Diverting a significant number of nonviolent offenders to prison alternatives such as treatment, training and probation makes much sense. The strategy reduces the recidivism rate and opens up positive opportunities for offenders. It saves taxpayer money and puts criminal justice resources to more suitable use.

Many states are pursuing such a practical approach. The federal government recently began moving in that direction.

Nebraska has made significant progress in creating effective prison alternatives, the chief justice of the Nebraska Supreme Court recently told the state Legislature. But more needs to be done, Chief Justice Michael Heavican said in his annual State of the Judiciary Address.

These prison-alternative “problem-solving courts” are in all of the state’s 12 judicial districts. Last year they worked to steer 1,397 individuals toward a constructive path outside prison.

Most of the courts deal with offenders suffering from substance abuse addiction. Since 2008, Heavican said, the number of individuals served has increased by 247 percent.

This approach is clearly a more responsible use of public funds. Housing someone in the state prison system costs about $38,627 a year. The annual cost for handling a case through a problem-solving court? About $2,865.

The court system works collaboratively with agencies and nonprofits to deliver services using evidence-based standards.

A promising step forward is Nebraska’s creation of two problem-solving courts, including one in Douglas County, focusing on veterans convicted of committing a nonviolent felony. Twenty-eight individuals currently are in the court program.

Completing the 18- to 24-month veterans court regimen requires dedication and self-discipline. Participants must keep a job and stay clean of drug or alcohol abuse. They need to pass rehabilitation classes, pay restitution if there were financial damages from their crimes and meet regularly with a judge.

Trained veteran mentors help veterans deal with substance abuse, mental health and other challenges. Veterans participating in the program praise the mentors’ dedication.

Four veterans graduated from the Douglas County program last June, one in December and seven more in a ceremony Thursday. At graduation, each individual wears a gold-colored dog tag with a message of redemption: “Honor Restored.”
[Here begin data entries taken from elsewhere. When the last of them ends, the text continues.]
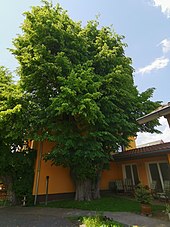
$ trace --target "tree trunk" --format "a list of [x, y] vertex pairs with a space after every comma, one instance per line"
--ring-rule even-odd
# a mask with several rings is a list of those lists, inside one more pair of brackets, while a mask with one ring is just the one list
[[99, 170], [96, 177], [92, 181], [92, 197], [93, 199], [100, 199], [100, 179], [102, 171]]
[[12, 204], [16, 204], [16, 196], [15, 192], [12, 189], [13, 186], [13, 180], [11, 176], [2, 176], [3, 182], [5, 183], [7, 187], [7, 200]]

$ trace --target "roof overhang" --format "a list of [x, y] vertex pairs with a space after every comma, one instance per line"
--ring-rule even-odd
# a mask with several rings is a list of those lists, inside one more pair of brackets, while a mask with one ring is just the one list
[[143, 152], [143, 153], [137, 153], [137, 154], [117, 154], [114, 155], [113, 158], [115, 161], [127, 161], [127, 160], [138, 160], [143, 158], [153, 158], [153, 157], [161, 157], [161, 156], [167, 156], [167, 154], [170, 153], [170, 150], [162, 150], [160, 151], [153, 151], [153, 152]]
[[159, 107], [157, 110], [137, 119], [139, 124], [144, 124], [149, 121], [155, 120], [156, 118], [167, 116], [170, 114], [170, 103], [165, 106]]

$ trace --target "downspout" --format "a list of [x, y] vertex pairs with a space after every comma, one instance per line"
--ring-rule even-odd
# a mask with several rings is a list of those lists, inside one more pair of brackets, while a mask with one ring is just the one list
[[40, 170], [41, 170], [42, 151], [43, 151], [43, 142], [40, 141], [40, 152], [39, 152], [39, 160], [38, 160], [38, 168], [37, 168], [36, 185], [35, 185], [34, 206], [37, 204], [38, 186], [39, 186]]

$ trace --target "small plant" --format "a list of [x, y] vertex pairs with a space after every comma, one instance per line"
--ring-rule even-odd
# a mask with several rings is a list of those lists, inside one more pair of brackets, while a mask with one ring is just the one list
[[165, 214], [169, 214], [170, 213], [170, 204], [166, 204], [165, 205], [165, 210], [164, 210]]
[[152, 195], [147, 186], [138, 184], [135, 189], [135, 198], [141, 204], [151, 204]]
[[110, 220], [103, 216], [83, 217], [82, 223], [86, 227], [123, 227], [123, 224]]

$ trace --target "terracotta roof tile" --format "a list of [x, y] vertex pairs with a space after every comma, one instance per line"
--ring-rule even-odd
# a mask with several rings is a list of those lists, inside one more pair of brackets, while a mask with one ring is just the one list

Funding for Nebraska’s prison-alternative courts has been under strain, Heavican told lawmakers: “During this past budget year, we completely exhausted our allocated resources for problem-solving courts and had to move some probation dollars to fund those initiatives.”

The fiscal challenge applies not only to the existing courts but also to any additional ones being considered, the chief justice said, including mental health courts whose services could give some relief to county jails now holding offenders with behavioral health problems.

“Nor do we have the necessary number of judges available in Douglas County and our other urban counties,” Heavican said, “for further problem-solving court expansion.”

Nebraska’s court system deserves praise for its dedicated work to provide effective prison alternatives. Nebraska lawmakers would do well to maintain strong support for this effort, as much as sound budget management allows.